AMANDA CARPENTER, CNN POLITICAL COMMENTATOR: Well, here, I think we need a little bit of real keeping in judging this scenario. Just because the House passes a bill doesn't mean this is anywhere near finished.


CARPENTER: That's nowhere near getting to the president's desk. So, I don't know --



CARPENTER: Trying to move --


BOLDUAN: Would you give them a win if they passed it through the House before day 100?

CARPENTER: No. Not really. It would be good news. I'm all for progress. I think this should go well into the summer. I'm fine with that but that's not what Trump is really promising. I don't know where his goal posts are. It seems right now they're trying to make the bar Republicans make a deal among themselves. Well, OK, without any text? I mean, the bar is so low. I am for them taking time, but I think they should be more clearly explaining what their timeline really is, because we're all talking about this deal and having a victor in the first 100 days. No! Just having some bill text on paper is not what we were promised. That's not anywhere near where he should be at this point in time. That may be OK, but there is a long way to go on this, even if it passes the House next week, which, hey, could happen. It should happen. It really shouldn't be this hard. But let's just be real about where we are in this process.

BOLDUAN: Democrats are not going to be doing anything to help, let's just be honest, Angela, on this one. But the other factor of this is they need to keep the government funded. They need to pass some kind of stop gap, continuing resolution, whatever you want to call it, funding bill by the end of the week. You know how the Hill works. Can they do both things at once?

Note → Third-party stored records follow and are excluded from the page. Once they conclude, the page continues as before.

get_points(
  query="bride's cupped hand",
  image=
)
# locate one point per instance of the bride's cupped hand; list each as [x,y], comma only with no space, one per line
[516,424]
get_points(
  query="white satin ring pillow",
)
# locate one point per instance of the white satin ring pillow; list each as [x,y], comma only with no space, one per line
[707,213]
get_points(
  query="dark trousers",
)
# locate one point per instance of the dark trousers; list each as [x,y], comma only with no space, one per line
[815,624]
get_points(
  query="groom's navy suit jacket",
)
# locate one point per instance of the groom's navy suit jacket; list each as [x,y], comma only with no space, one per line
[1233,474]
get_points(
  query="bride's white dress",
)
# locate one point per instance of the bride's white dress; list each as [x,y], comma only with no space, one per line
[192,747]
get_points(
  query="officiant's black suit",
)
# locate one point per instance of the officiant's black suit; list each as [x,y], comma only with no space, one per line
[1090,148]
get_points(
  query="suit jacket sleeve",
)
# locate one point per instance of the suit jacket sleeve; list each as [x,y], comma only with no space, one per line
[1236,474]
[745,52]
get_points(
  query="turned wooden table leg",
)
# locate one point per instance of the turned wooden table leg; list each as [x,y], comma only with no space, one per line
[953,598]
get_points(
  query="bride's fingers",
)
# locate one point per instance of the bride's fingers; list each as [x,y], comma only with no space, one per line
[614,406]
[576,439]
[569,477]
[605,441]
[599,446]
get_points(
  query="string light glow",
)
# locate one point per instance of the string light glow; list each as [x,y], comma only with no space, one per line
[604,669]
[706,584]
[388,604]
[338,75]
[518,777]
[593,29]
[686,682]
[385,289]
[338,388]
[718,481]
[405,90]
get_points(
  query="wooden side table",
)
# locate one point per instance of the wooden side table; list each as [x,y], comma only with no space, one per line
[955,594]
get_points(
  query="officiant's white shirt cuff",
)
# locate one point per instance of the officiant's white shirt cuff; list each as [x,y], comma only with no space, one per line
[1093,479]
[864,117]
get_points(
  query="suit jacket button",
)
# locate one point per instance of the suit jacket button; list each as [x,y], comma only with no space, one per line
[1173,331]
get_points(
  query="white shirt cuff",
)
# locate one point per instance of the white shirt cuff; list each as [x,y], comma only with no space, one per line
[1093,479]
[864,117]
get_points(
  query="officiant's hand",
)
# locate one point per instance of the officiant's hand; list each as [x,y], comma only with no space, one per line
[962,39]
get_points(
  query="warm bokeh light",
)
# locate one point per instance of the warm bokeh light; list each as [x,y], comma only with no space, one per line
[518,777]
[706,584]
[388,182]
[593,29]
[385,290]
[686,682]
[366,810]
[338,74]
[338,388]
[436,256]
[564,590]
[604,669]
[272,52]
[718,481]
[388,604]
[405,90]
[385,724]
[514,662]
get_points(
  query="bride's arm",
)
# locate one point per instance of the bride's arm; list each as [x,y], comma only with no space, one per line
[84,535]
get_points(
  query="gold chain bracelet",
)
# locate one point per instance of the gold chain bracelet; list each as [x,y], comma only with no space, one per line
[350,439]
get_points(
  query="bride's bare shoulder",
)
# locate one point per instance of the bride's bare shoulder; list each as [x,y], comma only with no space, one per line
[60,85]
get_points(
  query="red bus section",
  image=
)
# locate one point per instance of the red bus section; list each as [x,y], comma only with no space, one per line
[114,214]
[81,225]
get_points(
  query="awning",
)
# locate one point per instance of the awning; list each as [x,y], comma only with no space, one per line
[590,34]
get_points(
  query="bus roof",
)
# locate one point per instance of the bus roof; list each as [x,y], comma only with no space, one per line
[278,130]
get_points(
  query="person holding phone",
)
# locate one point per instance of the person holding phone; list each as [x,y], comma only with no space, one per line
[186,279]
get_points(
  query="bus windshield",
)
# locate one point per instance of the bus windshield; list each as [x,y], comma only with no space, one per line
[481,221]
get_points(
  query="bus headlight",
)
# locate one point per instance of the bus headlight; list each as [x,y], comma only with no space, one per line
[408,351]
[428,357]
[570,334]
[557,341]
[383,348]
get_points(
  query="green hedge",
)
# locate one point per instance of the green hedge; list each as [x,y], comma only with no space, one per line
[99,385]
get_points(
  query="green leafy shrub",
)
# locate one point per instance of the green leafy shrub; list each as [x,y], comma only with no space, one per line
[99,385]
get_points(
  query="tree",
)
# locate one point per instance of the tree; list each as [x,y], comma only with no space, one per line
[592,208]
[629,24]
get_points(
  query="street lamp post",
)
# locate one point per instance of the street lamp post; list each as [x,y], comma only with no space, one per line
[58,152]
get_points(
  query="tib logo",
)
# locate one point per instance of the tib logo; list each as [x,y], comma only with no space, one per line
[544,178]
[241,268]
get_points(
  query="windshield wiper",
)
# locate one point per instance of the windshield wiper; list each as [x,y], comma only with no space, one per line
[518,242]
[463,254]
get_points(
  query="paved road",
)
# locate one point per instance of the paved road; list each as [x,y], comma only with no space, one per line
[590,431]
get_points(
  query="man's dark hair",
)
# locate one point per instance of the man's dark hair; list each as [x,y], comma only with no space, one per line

ANGELA RYE, CNN POLITICAL COMMENTATOR: I think it's nearly impossible. Kate, you said earlier in the broadcast that this bill is still being workshopped. If they're still negotiating legislative text, members are not going to have an opportunity to review this bill before it can even go to the floor, not to mention preventing yet another government shutdown. Thanks, gerrymandering, that is what happens when you redistrict by very conservative, draw very conservative Republican districts.

CARPENTER: Everybody gerrymanders.

RYE: What'd you say?

CARPENTER: I said everybody gerrymanders. It's a problem on both sides.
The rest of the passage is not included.